#1093: Prompt API
Discussions
Log in to see TAG-private discussions.
Discussed
May 19, 2025 (See Github)
[added reviewers]
Discussed
May 19, 2025 (See Github)
[added reviewers]
Discussed
May 26, 2025 (See Github)
Martin: Most implementations involve picking a model for their browser - i.e. their in-house one. This is seeking to drive adoption of models based on the existing market share of browsers.
DanA: What's the user need in this case? I select some text and want AI to comment on it?
Martin: This is unclear to me. For the prompting API, it's trying to make a generic chatbot capabiltiy for a site, using a model that's running locally.

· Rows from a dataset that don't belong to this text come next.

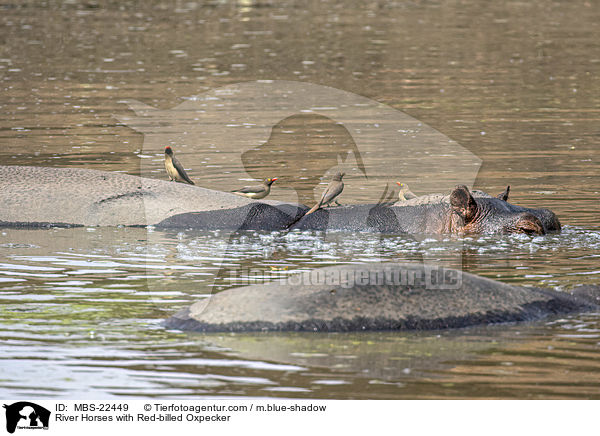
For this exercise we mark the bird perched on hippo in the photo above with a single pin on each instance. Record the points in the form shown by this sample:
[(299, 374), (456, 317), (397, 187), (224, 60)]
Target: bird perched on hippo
[(460, 212)]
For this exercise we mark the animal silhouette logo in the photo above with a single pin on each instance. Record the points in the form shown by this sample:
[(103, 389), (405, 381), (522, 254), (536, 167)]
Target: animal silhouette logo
[(26, 415)]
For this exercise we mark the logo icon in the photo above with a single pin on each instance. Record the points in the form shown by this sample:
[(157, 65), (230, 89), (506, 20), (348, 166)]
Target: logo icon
[(26, 415)]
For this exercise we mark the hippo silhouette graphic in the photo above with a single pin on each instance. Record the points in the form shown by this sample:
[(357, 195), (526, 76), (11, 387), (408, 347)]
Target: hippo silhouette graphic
[(26, 414)]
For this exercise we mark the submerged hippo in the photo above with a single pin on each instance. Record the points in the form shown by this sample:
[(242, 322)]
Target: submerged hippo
[(386, 296), (37, 196), (459, 212)]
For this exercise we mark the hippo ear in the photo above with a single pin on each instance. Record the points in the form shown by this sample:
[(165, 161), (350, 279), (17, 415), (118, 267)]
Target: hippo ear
[(463, 203), (530, 225), (504, 196)]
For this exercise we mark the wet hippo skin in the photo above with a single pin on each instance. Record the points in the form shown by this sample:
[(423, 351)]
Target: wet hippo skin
[(304, 303), (41, 196)]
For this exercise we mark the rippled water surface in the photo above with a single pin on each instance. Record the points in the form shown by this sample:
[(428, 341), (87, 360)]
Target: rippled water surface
[(515, 83)]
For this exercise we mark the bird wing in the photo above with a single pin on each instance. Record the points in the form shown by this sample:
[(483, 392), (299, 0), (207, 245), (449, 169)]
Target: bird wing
[(409, 195), (181, 171), (333, 190), (250, 189)]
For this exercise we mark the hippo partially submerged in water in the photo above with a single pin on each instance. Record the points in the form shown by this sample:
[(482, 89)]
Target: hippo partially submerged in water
[(36, 196), (459, 212), (386, 296)]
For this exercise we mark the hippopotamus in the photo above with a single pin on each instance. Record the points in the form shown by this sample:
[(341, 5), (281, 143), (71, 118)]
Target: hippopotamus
[(37, 196), (460, 212), (385, 296)]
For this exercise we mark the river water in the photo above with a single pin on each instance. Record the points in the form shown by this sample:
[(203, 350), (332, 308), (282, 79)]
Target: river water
[(515, 84)]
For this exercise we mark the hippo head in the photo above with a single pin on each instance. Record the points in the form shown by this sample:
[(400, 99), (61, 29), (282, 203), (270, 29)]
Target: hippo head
[(496, 215)]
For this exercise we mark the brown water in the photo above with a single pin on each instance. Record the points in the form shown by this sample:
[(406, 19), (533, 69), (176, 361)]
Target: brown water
[(515, 83)]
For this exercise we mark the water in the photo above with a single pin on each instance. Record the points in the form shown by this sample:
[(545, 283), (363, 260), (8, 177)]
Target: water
[(515, 83)]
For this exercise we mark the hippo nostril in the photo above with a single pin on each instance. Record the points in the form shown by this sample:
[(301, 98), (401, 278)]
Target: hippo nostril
[(530, 225)]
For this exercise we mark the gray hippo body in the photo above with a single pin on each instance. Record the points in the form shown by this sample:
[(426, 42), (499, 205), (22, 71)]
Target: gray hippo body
[(38, 196), (386, 296), (459, 212)]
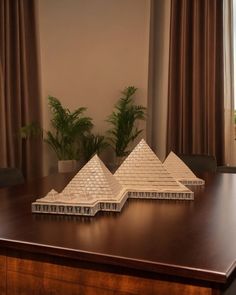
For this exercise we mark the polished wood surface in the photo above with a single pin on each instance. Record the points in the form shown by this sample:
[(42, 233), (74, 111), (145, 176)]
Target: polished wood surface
[(189, 239), (64, 279)]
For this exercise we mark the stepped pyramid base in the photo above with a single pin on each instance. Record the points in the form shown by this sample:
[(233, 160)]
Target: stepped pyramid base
[(161, 195), (192, 182)]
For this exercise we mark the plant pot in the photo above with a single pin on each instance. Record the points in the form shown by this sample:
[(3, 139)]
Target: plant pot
[(65, 166)]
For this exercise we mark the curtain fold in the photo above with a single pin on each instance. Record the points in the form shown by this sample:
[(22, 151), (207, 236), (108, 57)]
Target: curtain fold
[(196, 87), (19, 86), (230, 146)]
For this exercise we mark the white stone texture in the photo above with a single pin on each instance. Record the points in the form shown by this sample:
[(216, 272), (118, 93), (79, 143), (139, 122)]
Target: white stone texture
[(142, 171)]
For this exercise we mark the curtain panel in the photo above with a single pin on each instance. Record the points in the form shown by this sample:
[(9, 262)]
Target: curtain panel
[(196, 87), (19, 86)]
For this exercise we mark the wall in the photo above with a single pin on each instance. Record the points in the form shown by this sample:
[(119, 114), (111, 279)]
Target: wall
[(91, 50), (158, 76)]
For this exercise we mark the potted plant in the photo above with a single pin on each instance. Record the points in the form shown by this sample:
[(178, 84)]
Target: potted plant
[(68, 129), (124, 119)]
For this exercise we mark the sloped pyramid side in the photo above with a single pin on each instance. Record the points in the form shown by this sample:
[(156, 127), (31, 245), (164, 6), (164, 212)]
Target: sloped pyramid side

So you can do anything you may want to do with an LLM, not just summarization or writing assistance.
DanA: But the browser, rather than the site, will be choosing the LLM.
Martin: Ostensibly they are meant to provdie the same features - but the user experience will vary a lot. They may also use different models depending on device (mobile vs desktop) within a browser.
Christian: I think it's good and needed - sentiment analysis; data categorization; extracting info from email; multimodal pasting capabilities. I understand the concern that it binds the browser to a model - my understanding is that is not inherent in the API. Could use the model that's already on the device. This may be the current implementation but it's not necessarily the case.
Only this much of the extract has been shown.